University of Central Arkansas students and faculty expressed concern about a concealed carry bill during a town hall meeting hosted by the university’s English department on Monday.
Rep. Clarke Tucker and Rep. Charles Blake were on hand to listen to opinions and answer questions.
The proposal, HB 1249, would require public colleges or universities to allow concealed handguns — faculty and staff only — on school campuses. Republican Rep. Charlie Collins sponsored the bill and argues that it would help deter potential mass shooters.
On Feb. 2, the Arkansas House approved the proposal 71-22. Blake and Tucker voted against it, but it will now go before the Senate at 10 a.m. Wednesday.
Tucker said this is the third time that Collins has sponsored the bill. He said the first time it failed and the second time, back in 2013, colleges were given the option to opt out, leaving the decision at the local level.
“Every institution of higher education in Arkansas, has 100 percent, the last four years that this has been in effect, opted out every year,” he said. “I actually support the law as it is now.”
Blake said he continues to point out that the law already exists to allow the universities to decide.
“We are in a position now where we’re telling college presidents, board of trustees, people who we pay, people who we trust to our institutions, that we know more about safety and policy on their campus than they do and that’s just not a position that I’m comfortable being in.”
Katherine Willis, a professor at UCA, said UCA held a previous town meeting with Collins, which she described as “rough.”
“Many of us left the event quite frustrated,” she said. “Collins seems unwilling to listen. He has heard continuously from public universities all over the state in near-unanimous opposition to the bill, and yet he thinks he knows better than campus police, administrators, faculty, staff and students.”
Willis said she thinks the bill and Collins’s defense of deterrence is offensive to those who are highly trained and qualified to protect them, including the UCA Police Department.
“Furthermore, it runs counter to the kind of traditional conservative principles of local self-governance that one would otherwise expect Collins to support,” she said.
Willis said the town-hall style meeting was a way for everyone to gather together and express their concerns around the issue.

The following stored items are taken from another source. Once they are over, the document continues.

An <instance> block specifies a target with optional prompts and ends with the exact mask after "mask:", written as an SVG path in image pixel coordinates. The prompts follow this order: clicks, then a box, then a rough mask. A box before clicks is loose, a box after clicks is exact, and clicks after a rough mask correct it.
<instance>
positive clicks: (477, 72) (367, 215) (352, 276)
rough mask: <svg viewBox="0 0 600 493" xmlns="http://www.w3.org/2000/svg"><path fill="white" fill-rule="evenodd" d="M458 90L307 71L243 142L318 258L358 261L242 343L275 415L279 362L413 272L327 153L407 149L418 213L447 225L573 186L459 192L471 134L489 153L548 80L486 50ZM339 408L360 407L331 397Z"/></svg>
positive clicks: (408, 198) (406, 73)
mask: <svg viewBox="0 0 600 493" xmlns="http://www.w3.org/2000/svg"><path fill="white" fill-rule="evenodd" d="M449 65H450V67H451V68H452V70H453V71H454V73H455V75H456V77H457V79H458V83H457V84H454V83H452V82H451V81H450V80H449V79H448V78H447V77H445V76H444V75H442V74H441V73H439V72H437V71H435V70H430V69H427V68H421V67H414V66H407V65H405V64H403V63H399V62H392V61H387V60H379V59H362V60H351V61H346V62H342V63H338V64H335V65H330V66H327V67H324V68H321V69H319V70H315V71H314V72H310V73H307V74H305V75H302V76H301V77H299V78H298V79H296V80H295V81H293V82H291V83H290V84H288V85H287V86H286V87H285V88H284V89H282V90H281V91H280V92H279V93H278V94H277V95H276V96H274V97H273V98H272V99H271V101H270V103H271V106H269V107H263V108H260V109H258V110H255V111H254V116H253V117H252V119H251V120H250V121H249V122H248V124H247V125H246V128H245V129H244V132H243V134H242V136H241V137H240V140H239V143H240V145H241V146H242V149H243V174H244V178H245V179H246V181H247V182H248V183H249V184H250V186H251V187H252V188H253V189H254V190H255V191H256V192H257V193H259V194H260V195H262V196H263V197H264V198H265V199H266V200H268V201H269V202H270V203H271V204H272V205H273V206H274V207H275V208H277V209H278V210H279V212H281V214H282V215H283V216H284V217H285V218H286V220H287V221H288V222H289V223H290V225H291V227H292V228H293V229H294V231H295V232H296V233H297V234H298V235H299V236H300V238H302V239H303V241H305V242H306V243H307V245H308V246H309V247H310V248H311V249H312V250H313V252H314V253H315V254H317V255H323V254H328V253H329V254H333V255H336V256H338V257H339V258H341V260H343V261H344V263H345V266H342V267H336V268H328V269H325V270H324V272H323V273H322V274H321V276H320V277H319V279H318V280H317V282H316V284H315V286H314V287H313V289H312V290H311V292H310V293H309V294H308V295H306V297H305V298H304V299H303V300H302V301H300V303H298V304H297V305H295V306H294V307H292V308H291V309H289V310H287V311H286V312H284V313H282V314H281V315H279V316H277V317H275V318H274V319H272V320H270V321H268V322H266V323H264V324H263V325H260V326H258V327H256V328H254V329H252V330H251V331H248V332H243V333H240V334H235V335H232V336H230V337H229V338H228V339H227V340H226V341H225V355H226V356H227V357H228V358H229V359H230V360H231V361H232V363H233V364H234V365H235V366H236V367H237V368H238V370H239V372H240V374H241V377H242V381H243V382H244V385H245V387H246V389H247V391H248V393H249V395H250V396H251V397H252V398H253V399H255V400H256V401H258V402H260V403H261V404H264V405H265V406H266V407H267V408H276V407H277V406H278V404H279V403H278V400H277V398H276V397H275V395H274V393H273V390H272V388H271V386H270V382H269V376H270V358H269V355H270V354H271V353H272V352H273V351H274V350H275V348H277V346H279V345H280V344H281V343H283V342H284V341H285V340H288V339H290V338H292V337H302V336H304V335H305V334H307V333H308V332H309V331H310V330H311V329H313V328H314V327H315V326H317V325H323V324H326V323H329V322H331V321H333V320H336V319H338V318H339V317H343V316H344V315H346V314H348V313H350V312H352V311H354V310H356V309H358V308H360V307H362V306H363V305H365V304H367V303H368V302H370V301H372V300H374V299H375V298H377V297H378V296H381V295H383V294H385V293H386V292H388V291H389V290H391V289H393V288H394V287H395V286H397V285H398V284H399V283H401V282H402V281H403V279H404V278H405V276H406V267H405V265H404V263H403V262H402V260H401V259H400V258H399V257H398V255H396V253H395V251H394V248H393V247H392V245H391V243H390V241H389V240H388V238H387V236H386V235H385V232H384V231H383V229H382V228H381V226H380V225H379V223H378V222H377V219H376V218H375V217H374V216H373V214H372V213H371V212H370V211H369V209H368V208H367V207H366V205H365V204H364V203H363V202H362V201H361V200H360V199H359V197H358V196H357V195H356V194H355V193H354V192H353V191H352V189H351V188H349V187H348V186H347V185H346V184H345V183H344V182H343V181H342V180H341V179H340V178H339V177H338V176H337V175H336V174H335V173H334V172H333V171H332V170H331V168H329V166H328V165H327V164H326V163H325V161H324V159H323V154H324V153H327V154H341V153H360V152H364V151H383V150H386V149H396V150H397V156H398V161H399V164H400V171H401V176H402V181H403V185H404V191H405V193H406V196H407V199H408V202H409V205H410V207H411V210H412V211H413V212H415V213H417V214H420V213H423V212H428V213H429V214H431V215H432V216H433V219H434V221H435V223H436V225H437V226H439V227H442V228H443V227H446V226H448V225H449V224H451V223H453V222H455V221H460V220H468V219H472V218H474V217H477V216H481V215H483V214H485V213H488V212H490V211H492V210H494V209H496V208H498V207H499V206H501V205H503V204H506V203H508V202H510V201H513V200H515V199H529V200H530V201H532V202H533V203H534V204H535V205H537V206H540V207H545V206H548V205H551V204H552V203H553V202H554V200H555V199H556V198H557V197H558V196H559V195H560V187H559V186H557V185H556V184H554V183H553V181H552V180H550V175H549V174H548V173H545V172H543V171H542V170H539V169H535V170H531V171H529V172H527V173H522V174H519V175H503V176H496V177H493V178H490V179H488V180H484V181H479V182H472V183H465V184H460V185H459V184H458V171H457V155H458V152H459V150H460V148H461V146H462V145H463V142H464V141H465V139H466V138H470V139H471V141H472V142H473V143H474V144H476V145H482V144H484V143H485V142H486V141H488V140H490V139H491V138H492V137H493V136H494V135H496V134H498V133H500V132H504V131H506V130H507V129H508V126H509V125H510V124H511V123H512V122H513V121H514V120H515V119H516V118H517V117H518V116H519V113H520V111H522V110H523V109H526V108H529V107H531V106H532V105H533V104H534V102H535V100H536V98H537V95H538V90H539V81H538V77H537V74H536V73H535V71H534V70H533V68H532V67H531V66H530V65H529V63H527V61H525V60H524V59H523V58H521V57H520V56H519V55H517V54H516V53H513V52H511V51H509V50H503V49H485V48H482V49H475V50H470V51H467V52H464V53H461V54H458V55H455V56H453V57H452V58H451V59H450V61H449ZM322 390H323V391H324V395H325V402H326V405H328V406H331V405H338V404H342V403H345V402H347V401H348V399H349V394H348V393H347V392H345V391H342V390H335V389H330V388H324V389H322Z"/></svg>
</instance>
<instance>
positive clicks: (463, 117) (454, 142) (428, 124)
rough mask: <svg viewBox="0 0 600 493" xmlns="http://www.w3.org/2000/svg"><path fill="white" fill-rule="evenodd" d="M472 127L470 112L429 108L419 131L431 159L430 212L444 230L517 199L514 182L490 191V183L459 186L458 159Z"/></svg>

“I had called Rep. Clarke Tucker a couple of days before that meeting to express my opposition,” she said. “When he called me back, he asked if I thought there would be interest on campus in having legislators from a different point of view come to visit.”
Willis said they were crunched for time, but because the Senate hadn’t deliberated yet, decided to set it up anyway.
“[Monday’s] town hall was proposed because of substantial concerns on the part of the campus community that the state legislature was basically ignoring the voices of those most directly affected by the bill,” she said. “Rep. Collins’s attitude here and the passage of the bill through the House have made that clear.”
Willis said Reps. Blake and Tucker were able to answer questions honestly and clearly and both gave helpful suggestions of how to continue sharing concerns.
“I have heard from many people that they appreciated the discussion and were glad to have a second opportunity to explain their views,” she said. “Overall, it was an excellent demonstration of civil, democratic exchange. Even if the bill passes, I know I’m proud of how active and engaged our campus community is.”
In a statement, UCA President Houston Davis said he is against the mandatory requirements and the option should remain with the schools.
“The safety and security of our faculty, staff, students and visitors are of paramount important to all of us at the University of Central Arkansas,” Davis said. “We agree with Gov. Hutchinson and support the current law that grants an institution’s governing body the right to decide whether to allow the carrying of guns on campus.”
He said all of UCA’s 28 full-time police officers have all received Rapid Response Training — a specialized, integrated training on police response in emergency situations.
“We value the right as a university to determine what is best when it comes to the safety of our campus,” Davis said.
Many from the UCA community plan to show up Wednesday at the Capitol to protest the bill and let the Senate hear their voices.